The Working Group also assessed maté – an infusion made from dried leaves of Ilex paraguariensis. Maté is consumed mainly in South America and to a lesser extent in the Middle East, Europe, and North America. Maté is traditionally drunk very hot (at about 70 °C). No conclusive evidence was found for drinking maté at temperatures that are not very hot.
“These results suggest that drinking very hot beverages is one probable cause of oesophageal cancer and that it is the temperature, rather than the drinks themselves, that appears to be responsible,” says Dr Christopher Wild, IARC Director.
Risk of oesophageal cancer increases with beverage temperature
Drinking very hot beverages was classified as probably carcinogenic to humans (Group 2A). This was based on limited evidence from epidemiological studies that showed positive associations between cancer of the oesophagus and drinking very hot beverages. Studies in places such as China, the Islamic Republic of Iran, Turkey, and South America, where tea or maté is traditionally drunk very hot (at about 70 °C), found that the risk of oesophageal cancer increased with the temperature at which the beverage was drunk. In experiments involving animals, there was also limited evidence for the carcinogenicity of very hot water.

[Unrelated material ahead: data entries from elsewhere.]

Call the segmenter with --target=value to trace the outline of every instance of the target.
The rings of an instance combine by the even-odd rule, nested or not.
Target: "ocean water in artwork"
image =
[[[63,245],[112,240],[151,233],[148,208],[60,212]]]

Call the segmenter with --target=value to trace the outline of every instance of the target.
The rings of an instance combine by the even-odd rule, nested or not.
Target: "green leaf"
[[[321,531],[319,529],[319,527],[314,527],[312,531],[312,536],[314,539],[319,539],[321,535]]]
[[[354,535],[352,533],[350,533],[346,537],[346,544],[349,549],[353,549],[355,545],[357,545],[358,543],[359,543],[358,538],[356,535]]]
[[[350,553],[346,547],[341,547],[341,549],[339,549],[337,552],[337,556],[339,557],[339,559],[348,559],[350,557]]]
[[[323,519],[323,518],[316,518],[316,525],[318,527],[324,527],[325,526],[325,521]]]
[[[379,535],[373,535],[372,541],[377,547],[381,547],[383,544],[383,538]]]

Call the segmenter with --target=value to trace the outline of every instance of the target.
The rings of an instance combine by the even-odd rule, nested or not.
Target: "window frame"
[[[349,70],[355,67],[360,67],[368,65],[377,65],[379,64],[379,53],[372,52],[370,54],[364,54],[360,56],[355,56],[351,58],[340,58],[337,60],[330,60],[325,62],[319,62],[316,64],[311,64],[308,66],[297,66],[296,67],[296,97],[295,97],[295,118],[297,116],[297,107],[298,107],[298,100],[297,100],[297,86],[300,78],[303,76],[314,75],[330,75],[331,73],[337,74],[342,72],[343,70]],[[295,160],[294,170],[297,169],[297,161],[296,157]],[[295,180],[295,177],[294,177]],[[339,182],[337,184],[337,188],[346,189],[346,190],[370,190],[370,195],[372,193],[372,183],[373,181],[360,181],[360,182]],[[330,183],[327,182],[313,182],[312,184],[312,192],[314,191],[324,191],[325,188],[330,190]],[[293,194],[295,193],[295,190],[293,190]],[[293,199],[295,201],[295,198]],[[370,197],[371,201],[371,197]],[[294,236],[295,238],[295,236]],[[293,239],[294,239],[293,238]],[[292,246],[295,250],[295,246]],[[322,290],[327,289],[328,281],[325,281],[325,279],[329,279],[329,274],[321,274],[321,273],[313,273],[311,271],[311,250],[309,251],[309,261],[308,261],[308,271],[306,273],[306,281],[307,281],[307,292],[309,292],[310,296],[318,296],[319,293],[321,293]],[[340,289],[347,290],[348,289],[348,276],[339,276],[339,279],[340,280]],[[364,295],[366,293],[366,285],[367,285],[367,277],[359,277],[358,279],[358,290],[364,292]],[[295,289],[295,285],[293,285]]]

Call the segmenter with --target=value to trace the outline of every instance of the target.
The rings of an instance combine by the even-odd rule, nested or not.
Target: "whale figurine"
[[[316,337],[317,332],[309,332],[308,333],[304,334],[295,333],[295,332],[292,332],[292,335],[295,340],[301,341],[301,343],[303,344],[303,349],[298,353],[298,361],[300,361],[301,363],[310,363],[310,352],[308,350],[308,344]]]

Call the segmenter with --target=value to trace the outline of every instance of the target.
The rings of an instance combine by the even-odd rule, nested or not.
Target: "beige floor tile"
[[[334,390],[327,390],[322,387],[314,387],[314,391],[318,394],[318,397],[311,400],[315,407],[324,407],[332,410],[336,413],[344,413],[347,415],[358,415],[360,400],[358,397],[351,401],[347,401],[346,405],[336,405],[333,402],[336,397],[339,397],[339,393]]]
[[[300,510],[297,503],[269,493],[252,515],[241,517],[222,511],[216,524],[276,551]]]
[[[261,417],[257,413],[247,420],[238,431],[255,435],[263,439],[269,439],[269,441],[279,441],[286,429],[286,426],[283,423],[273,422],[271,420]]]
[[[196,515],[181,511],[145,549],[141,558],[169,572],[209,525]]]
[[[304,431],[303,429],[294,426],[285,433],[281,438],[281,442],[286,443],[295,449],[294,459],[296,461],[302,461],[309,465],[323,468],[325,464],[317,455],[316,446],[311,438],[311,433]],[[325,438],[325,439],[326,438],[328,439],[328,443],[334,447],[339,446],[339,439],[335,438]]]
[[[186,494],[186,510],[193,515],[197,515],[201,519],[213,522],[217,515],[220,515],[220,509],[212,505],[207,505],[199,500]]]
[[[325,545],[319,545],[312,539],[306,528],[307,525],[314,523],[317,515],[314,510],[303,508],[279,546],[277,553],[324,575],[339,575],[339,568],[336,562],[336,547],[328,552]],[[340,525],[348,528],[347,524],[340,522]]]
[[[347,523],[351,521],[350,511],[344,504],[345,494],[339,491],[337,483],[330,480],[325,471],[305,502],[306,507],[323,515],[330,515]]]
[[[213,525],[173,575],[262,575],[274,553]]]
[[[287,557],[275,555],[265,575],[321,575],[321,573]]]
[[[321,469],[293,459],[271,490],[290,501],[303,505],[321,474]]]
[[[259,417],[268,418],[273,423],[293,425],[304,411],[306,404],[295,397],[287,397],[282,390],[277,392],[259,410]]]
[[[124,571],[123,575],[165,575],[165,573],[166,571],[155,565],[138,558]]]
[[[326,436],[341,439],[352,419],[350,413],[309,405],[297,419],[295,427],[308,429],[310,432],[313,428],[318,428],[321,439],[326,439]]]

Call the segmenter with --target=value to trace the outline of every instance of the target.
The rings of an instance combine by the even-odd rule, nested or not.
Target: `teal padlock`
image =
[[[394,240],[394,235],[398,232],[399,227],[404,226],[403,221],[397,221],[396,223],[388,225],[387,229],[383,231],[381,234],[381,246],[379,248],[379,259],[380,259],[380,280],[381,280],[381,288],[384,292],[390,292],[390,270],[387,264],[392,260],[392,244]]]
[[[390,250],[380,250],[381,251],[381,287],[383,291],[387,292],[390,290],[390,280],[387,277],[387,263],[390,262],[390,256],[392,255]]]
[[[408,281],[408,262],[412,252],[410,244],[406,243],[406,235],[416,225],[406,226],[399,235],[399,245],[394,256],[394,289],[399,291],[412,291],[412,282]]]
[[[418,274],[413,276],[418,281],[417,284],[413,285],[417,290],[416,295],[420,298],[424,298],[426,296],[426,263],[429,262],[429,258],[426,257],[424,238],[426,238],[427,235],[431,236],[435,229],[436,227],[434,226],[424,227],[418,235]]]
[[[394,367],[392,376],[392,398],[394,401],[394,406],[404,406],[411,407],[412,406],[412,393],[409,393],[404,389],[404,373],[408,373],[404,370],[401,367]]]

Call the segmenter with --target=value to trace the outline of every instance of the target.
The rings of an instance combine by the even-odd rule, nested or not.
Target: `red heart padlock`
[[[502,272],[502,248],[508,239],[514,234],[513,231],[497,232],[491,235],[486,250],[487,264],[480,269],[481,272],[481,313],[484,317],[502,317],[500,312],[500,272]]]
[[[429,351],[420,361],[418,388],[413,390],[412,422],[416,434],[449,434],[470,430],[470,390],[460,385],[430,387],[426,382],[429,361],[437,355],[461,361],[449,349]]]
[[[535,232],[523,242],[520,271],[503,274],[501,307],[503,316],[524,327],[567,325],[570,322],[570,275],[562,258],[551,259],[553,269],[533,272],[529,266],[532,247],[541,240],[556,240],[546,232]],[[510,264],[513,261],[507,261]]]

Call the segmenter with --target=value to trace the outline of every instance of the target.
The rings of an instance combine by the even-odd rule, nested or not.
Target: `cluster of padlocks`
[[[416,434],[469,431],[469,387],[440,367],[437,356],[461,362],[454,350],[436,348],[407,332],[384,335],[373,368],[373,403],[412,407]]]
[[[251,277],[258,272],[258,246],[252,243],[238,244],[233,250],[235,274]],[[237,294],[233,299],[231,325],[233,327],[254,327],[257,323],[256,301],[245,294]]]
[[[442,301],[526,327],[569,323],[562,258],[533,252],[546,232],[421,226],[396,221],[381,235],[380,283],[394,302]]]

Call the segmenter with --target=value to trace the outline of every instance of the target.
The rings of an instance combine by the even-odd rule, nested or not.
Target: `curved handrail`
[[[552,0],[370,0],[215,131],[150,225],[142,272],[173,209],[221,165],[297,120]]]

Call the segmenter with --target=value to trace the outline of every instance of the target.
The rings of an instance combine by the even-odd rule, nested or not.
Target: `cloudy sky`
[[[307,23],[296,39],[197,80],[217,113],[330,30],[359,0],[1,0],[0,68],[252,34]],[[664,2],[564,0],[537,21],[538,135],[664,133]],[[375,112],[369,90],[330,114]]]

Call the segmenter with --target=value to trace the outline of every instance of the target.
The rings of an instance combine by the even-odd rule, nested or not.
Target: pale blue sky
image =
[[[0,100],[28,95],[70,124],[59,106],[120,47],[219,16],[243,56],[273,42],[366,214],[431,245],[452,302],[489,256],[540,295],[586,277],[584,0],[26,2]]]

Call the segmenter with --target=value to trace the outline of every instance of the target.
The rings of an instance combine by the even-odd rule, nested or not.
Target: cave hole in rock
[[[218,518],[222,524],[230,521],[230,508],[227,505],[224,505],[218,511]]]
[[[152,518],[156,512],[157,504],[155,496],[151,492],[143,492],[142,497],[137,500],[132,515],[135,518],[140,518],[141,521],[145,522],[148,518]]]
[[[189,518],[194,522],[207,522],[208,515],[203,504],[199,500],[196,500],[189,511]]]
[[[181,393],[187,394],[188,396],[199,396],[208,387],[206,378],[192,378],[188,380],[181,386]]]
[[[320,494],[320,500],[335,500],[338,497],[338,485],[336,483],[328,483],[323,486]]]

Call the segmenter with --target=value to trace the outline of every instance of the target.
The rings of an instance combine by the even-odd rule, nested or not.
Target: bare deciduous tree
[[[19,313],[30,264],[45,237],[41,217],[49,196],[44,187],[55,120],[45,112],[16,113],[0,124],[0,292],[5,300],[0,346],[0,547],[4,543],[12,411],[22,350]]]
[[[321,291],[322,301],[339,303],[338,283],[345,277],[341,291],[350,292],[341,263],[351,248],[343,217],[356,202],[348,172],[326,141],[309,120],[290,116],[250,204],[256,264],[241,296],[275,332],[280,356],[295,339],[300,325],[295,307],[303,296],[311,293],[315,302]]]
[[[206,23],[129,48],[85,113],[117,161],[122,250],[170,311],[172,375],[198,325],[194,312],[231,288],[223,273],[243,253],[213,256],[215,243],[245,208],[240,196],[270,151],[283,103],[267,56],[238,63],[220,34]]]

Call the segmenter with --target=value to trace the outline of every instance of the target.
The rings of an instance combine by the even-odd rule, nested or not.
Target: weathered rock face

“Smoking and alcohol drinking are major causes of oesophageal cancer, particularly in many high-income countries,” stresses Dr Wild. “However, the majority of oesophageal cancers occur in parts of Asia, South America, and East Africa, where regularly drinking very hot beverages is common and where the reasons for the high incidence of this cancer are not as well understood.”
“Inadequate evidence”
Drinking coffee was not classifiable as to its carcinogenicity to humans (Group 3). The large body of evidence currently available led to the re-evaluation of the carcinogenicity of coffee drinking, previously classified as possibly carcinogenic to humans (Group 2B) by IARC in 1991. After thoroughly reviewing more than 1,000 studies in humans and animals, the Working Group found that there was inadequate evidence for the carcinogenicity of coffee drinking overall. Many epidemiological studies showed that coffee drinking had no carcinogenic effects for cancers of the pancreas, female breast, and prostate, and reduced risks were seen for cancers of the liver and uterine endometrium. For more than 20 other cancers, the evidence was inconclusive.